もうひとつの三・一デモ
(写真撮影/筆者)
3月1日、韓国では毎年恒例の三一節(1919年3月1日、日本の植民地支配に抵抗して朝鮮全域で発生した大規模独立運動の記念日)だが、今年は特に百周年記念ということで大々的な式典が催された。これに併せて日本でも各地でさまざまなイベントが催行されたのだが、異色だったのは東京駅周辺をおよそ1時間にわたって練り歩いた「三・一アジアの自由と平和を守る行進」だった。
韓国側の主張に迎合して「暗黒の日帝支配下植民地時代」や「いまなお続く差別やヘイトスピーチ問題」を喧しく言い立てる反日集会が連日のように開催されていたなか、三・一当日に開催されたこのデモ行進では、集まったおよそ200人が太極旗と星条旗、そして日章旗を翻し、
「金正恩、北朝鮮は拉致被害者全員を返せ」
「自由を愛する韓国国民よ立ち上がれ」
「日米韓が結束してアジアの自由民主主義を守ろう」
「中国共産党全体主義は日本から出ていけ」
……等々、日韓、そして日米韓の結束を訴えるとともに、中朝共産全体主義を排斥するシュプレヒコールを勇ましく叫んでいた。
当日は平日の午後、告知はSNSで呼びかけただけだったにもかかわらず、北海道から九州、そして韓国からも志願者が結集して日韓の連帯、そして日米韓同盟の強化を訴えたのだった。
慰安婦問題を筆頭懸案としてもともと良好とは言えなかった日韓関係だったが、昨年末の韓国最高裁によるあまりにも理不尽な「徴用工判決」、自衛隊機レーダー照射事件、今年に入ってからは韓国国会議長の天皇謝罪要求発言などで、日本人、とりわけ保守層の反韓感情が頂点に達しようとしているさなかであった。
ロウソクデモの火付け役
その保守陣営のなかから、このように冷静かつ現実的な運動が自然発生的に沸き起こってきたのは、まことによろこばしいことと言える。日韓分断、そして日米韓分断こそが現在の暴慢韓国を狂わせ、傍若無人に振る舞わせている北のレッドコリア、そしてその後ろで糸を引くレッドチャイナの外交・軍事戦略の既定路線であり、基底路線だからだ。
つまり、日韓外交の転換点ともなり得る可能性を秘めた意義深い街宣行動であったのだが、これを報じたメディアは在日韓国人系の統一日報のみ。この重要性に、日本のマスコミは誰も気づかなかったようだ。

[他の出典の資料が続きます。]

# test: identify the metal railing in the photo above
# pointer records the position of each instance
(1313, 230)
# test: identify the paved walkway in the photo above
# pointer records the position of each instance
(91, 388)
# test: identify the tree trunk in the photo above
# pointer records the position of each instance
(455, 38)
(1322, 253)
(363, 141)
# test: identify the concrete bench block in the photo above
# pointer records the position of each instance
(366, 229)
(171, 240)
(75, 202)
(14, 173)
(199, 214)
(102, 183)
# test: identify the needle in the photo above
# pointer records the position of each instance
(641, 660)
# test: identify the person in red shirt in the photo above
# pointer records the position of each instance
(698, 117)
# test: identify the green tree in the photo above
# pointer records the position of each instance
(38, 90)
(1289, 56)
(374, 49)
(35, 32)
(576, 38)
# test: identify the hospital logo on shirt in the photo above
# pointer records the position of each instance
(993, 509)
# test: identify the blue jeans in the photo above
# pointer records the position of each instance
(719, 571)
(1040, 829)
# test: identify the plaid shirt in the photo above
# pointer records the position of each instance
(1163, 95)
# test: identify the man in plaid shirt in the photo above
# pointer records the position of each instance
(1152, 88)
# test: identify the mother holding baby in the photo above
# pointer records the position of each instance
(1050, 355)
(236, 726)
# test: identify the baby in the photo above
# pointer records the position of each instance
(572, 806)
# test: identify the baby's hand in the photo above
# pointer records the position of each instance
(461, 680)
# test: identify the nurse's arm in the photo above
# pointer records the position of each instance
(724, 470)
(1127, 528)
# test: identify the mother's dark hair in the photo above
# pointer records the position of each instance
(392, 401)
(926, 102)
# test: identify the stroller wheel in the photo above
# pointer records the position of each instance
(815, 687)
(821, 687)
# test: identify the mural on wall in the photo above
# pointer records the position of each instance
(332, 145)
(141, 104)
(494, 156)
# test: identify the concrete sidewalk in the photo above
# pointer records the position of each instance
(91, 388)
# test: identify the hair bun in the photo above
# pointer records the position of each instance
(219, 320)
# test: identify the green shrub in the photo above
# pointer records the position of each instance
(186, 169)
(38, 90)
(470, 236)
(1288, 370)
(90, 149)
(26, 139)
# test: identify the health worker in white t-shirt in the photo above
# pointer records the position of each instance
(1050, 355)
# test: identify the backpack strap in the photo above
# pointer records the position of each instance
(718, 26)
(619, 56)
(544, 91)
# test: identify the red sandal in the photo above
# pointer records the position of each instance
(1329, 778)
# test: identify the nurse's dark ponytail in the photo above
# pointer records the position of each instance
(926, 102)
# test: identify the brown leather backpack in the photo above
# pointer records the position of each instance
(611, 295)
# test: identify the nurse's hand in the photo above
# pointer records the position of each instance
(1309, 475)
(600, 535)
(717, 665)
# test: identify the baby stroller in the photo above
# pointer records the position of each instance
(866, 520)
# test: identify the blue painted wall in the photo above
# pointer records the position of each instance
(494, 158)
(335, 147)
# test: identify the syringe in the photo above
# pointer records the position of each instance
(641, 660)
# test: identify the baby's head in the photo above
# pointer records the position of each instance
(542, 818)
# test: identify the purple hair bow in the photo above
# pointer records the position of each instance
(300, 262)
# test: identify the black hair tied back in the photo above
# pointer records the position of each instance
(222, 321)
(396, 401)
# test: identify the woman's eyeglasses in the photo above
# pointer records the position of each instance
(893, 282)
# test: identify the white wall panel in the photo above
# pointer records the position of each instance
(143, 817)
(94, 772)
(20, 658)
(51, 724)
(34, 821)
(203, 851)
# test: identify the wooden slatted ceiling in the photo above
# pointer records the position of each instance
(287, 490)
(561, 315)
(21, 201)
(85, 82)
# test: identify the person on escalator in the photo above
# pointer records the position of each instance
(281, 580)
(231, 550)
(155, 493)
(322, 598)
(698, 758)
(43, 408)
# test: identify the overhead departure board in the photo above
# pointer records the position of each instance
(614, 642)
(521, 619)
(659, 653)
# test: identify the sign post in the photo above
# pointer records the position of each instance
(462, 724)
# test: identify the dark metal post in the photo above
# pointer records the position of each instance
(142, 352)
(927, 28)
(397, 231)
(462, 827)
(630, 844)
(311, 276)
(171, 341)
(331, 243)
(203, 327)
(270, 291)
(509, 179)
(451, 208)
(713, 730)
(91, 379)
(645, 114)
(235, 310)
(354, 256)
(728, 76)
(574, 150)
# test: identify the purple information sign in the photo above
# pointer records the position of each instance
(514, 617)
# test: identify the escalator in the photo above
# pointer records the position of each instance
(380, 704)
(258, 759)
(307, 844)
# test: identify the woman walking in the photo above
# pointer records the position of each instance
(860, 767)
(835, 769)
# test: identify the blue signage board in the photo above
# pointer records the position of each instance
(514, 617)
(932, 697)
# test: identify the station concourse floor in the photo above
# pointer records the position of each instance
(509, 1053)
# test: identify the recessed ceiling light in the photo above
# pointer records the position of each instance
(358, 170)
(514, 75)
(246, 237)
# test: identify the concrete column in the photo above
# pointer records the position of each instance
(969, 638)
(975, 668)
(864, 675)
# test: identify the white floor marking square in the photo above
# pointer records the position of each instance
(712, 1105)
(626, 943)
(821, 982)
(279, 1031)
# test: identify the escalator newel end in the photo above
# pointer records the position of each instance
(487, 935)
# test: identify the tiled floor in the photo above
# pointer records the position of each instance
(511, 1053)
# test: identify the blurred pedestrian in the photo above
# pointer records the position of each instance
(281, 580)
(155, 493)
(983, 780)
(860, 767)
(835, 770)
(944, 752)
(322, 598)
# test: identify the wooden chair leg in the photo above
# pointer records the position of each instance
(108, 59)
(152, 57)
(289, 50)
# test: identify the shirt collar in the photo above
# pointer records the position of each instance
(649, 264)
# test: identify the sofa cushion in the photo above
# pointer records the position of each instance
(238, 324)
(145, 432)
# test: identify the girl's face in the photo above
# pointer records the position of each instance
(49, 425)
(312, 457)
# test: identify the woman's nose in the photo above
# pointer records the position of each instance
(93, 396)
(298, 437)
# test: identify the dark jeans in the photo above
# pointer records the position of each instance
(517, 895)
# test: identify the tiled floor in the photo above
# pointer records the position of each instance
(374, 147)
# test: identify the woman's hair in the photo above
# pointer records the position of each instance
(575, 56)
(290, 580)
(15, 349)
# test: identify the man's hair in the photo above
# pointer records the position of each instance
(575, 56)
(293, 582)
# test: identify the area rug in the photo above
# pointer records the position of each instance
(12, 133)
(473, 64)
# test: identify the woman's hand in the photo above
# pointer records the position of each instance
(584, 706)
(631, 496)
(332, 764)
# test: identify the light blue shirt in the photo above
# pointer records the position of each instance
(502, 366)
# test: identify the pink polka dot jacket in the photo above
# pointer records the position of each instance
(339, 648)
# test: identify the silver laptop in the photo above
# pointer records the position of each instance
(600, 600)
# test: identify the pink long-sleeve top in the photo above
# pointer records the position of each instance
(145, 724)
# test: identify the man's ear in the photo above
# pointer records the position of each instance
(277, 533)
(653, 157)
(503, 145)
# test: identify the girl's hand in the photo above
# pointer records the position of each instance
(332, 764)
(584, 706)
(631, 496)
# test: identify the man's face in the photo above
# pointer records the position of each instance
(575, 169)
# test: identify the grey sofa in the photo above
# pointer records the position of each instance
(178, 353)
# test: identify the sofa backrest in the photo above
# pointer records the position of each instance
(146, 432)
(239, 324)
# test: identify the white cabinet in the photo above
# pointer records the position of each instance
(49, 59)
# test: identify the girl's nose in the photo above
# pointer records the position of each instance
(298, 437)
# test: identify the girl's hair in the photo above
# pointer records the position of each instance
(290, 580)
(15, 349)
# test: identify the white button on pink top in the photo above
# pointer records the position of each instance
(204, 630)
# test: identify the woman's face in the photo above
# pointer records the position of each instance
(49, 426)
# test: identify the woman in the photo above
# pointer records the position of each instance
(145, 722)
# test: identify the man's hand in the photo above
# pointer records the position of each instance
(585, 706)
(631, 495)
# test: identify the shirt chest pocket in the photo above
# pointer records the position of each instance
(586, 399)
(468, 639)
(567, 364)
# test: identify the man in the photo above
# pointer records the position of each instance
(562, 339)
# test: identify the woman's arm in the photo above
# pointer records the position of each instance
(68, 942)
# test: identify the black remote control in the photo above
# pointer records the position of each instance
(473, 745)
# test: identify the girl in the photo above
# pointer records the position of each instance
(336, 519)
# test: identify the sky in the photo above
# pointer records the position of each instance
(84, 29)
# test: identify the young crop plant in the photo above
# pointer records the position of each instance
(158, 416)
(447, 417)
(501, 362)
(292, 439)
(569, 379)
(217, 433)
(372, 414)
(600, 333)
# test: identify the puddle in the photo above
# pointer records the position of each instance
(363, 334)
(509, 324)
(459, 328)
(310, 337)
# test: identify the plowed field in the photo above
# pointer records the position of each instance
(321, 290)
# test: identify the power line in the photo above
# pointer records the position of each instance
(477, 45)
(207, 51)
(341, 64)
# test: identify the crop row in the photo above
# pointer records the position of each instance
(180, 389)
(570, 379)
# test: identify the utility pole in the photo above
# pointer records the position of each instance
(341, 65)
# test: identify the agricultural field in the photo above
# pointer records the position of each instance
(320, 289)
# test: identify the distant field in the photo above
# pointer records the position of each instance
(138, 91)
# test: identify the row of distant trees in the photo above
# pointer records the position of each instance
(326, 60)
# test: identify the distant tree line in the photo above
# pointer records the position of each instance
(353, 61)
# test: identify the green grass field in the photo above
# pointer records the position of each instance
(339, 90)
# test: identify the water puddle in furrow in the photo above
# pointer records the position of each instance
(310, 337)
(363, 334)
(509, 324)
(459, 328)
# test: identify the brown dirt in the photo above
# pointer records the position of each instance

一部の保守論者たちの言うように、サムスンを締め上げて韓国が音を上げれば、たしかに多くの日本人はザマミロと溜飲を下げるだろうが、結果、韓国が中朝赤色連合にみ込まれて対馬海峡の向こう側まで真っ赤っ赤に染まってしまったら、どうするのか。地政学的見地から考えれば、とてもではないが「いい気味だ」などと笑っていられる場合ではない。
朴槿惠前大統領の罷免を受けて文在寅が第19代韓国大統領に就任したのは、2017年5月。いまさら繰り返すまでもないが、その朴槿惠を退陣に追い込んだのが前年秋から始まった空前絶後の街宣運動、キャンドル市民革命とも呼ばれたロウソクデモだった。
2016年10月29日にソウルで最初のキャンドル集会が開催されて以来、市民の群れは瞬く間に膨れ上がり、12月初旬の最高潮時には、ソウル市だけで200万人を超えた。主催の「朴槿惠退陣緊急国民行動」には全国70都市から2300を超す市民団体が参加し、20週にもわたった期間中、全国各地で累計では約1600万人が街頭に出たという(主催者側発表)。
まるで100年前の三・一独立運動が現代に蘇ったかのようなあの巨大デモの引き金を引いたのは、一体誰だったのか。契機になったのは、朴槿惠がその地位を利用して旧友の実業家に国政介入を許し便宜供与を図ったという、いわゆる崔順実ゲート事件だったということになっているが、実はそうではない。本当のターニングポイントはその100日以上前、2016年の6~7月にあった。